Detalhes (que não são detalhes)
Há pequenas coisas que nos passam ao lado, de uma forma tão simples que nem damos conta, muitas vezes.
Há uns tempos estava a assistir a um filme e, num jantar de família, um dos casais entrava numa discussão sem fim, o que em termos teóricos toma a designação de escalada simétrica. Ambos se insultavam e agrediam verbalmente, num tom de voz cada vez mais alto e ríspido. A certa altura, Rui levanta-se da mesa e sai de casa. Horas depois, envia à esposa, Ana, uma mensagem a dizer que estava farto da situação em que viviam, que para ela, ele nunca fazia nada bem, que da parte da mulher havia sempre uma crítica a fazer e nunca um elogio, nunca uma palavra atenciosa. Ana ficou desolada, caindo em lágrimas no colo da irmã Júlia, sem conseguir perceber o porquê de tamanha decisão. Era algo que lhe parecia brusco e descabido. Por que razão teria ele tomado aquela atitude? O que teria acontecido no jantar para ele decidir terminar com o casamento? Nisto, Júlia pede a Ana para que lhe mostrasse o seu telemóvel, para ver a troca de mensagens do casal. Há meses que as mensagens do agora ex-casal se assemelhavam a uma lista de lembretes, desprovidas de qualquer gesto atencioso, palavra meiga ou reconfortante. Atenção que isto pode ser uma realidade absolutamente normal e rotineira para um determinado "tipo" de casal. Cada casal tem os seus próprios ingredientes para a confeção da sua receita ideal.

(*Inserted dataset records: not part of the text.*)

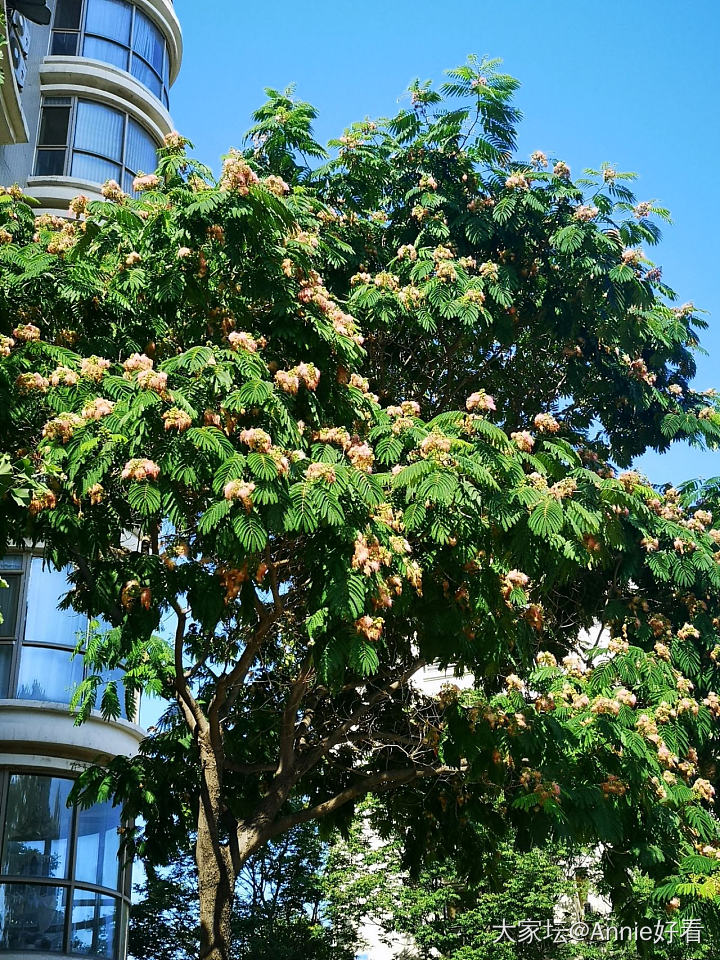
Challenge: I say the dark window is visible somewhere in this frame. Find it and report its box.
[31,99,157,189]
[50,0,170,107]
[38,101,70,147]
[54,0,82,30]
[0,773,129,960]
[0,573,22,637]
[50,30,80,57]
[0,883,67,953]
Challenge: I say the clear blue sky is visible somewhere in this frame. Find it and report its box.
[172,0,720,482]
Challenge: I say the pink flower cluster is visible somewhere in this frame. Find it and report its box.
[100,180,127,203]
[68,193,90,219]
[275,363,320,395]
[136,370,167,395]
[260,174,290,197]
[43,413,85,443]
[82,397,115,420]
[240,427,272,453]
[163,407,192,433]
[228,330,258,353]
[123,353,153,380]
[80,356,110,383]
[510,430,535,453]
[133,173,162,193]
[13,323,40,343]
[220,150,259,197]
[50,367,80,387]
[355,614,385,643]
[347,443,375,473]
[121,458,160,481]
[533,413,560,433]
[121,458,160,481]
[15,373,50,393]
[352,533,391,577]
[305,463,337,483]
[223,480,255,513]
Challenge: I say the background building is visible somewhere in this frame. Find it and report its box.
[0,0,182,960]
[0,0,182,211]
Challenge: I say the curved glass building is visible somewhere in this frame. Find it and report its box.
[0,0,182,960]
[0,0,182,212]
[0,554,143,960]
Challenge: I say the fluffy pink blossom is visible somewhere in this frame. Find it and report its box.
[82,397,115,420]
[228,480,255,513]
[80,357,110,383]
[133,173,161,193]
[13,323,40,343]
[240,428,272,453]
[228,330,258,353]
[50,367,80,387]
[510,430,535,453]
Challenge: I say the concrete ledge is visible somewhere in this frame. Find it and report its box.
[0,700,145,763]
[40,57,173,144]
[25,177,103,217]
[133,0,183,84]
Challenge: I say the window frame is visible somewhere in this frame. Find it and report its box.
[48,0,170,110]
[0,766,133,960]
[33,96,160,189]
[0,551,131,716]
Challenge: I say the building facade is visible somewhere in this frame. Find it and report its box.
[0,0,182,212]
[0,0,182,960]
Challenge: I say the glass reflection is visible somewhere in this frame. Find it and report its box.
[17,646,83,703]
[25,557,88,648]
[0,573,21,637]
[75,803,120,889]
[0,883,66,953]
[70,890,119,957]
[2,774,72,878]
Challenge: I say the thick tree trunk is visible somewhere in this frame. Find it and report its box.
[195,751,239,960]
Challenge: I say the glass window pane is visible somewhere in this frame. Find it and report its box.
[50,30,79,57]
[38,104,70,147]
[25,557,88,649]
[83,37,130,70]
[0,883,65,953]
[75,100,125,162]
[70,890,119,957]
[0,573,22,637]
[71,153,121,183]
[17,646,83,703]
[125,120,157,173]
[85,0,132,46]
[2,774,72,878]
[55,0,82,30]
[75,803,120,890]
[133,10,165,75]
[35,150,65,177]
[130,54,162,99]
[0,643,13,700]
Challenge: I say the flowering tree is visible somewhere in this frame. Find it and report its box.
[0,61,720,960]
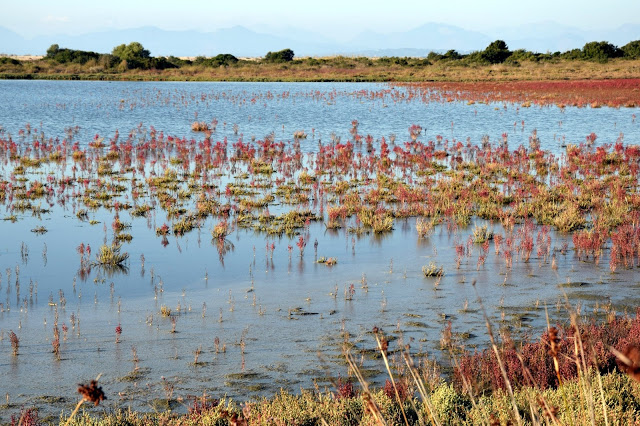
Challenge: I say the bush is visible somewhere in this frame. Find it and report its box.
[621,40,640,59]
[582,41,622,63]
[193,53,238,68]
[481,40,511,64]
[264,49,294,62]
[45,44,100,64]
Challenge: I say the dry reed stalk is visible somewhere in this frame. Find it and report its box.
[374,330,409,426]
[344,349,387,426]
[473,281,522,426]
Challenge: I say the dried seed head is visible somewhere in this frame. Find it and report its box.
[78,380,107,406]
[618,345,640,382]
[549,327,560,358]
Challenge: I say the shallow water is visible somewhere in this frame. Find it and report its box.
[0,81,640,415]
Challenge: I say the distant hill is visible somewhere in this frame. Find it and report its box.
[0,21,640,57]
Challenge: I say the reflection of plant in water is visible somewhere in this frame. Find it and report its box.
[95,244,129,267]
[9,330,20,356]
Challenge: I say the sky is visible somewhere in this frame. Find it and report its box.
[0,0,640,41]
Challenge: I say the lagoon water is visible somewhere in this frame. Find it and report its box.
[0,81,640,420]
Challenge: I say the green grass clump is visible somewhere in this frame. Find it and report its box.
[96,244,129,266]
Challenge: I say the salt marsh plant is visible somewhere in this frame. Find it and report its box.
[422,262,444,277]
[96,244,129,267]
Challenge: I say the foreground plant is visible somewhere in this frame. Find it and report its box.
[65,374,107,426]
[96,244,129,266]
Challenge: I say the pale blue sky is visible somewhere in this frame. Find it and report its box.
[5,0,640,40]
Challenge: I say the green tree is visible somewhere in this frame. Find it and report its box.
[47,44,60,58]
[264,49,294,62]
[481,40,511,64]
[442,49,462,61]
[582,41,622,63]
[621,40,640,59]
[111,41,151,61]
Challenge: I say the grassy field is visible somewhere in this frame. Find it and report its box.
[0,57,640,82]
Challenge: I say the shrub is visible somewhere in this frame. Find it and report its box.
[621,40,640,59]
[264,49,294,62]
[582,41,622,63]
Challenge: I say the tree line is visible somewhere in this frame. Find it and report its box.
[37,40,640,71]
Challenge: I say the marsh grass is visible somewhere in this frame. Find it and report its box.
[95,244,129,267]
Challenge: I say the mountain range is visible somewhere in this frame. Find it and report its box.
[0,22,640,57]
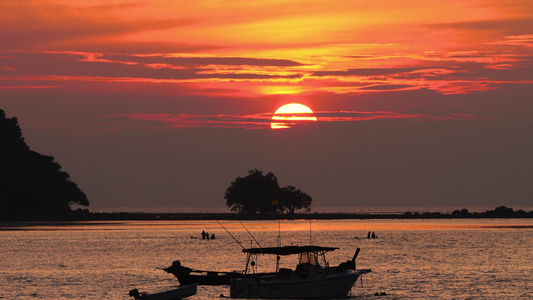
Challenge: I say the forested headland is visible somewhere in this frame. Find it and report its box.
[0,109,89,221]
[0,109,533,221]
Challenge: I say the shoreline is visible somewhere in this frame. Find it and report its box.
[0,206,533,223]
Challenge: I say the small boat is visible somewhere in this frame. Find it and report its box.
[163,260,274,285]
[129,284,198,300]
[163,260,242,285]
[230,246,371,299]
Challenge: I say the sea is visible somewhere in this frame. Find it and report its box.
[0,219,533,300]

No entanto, ali este era um ingrediente necessário e que há muito estava fora de stock. Perante tal situação, sem Ana saber, Júlia mandou uma mensagem a Rui, do telemóvel da esposa desolada, pedindo-lhe desculpa por toda a falta de atenção e de carinho que mostrara nos últimos meses. Foi o suficiente. Pouco depois Rui regressou a casa, correndo para os braços de Ana, dizendo que a amava e que não conseguia viver sem ela. Mesmo sem perceber o que se passou, Ana ficou a perceber que ambos se precisavam de mimar, de namorar, de nutrir o que juntos iniciaram - uma relação - que longe de ser perfeita, é também uma obra nunca acabada.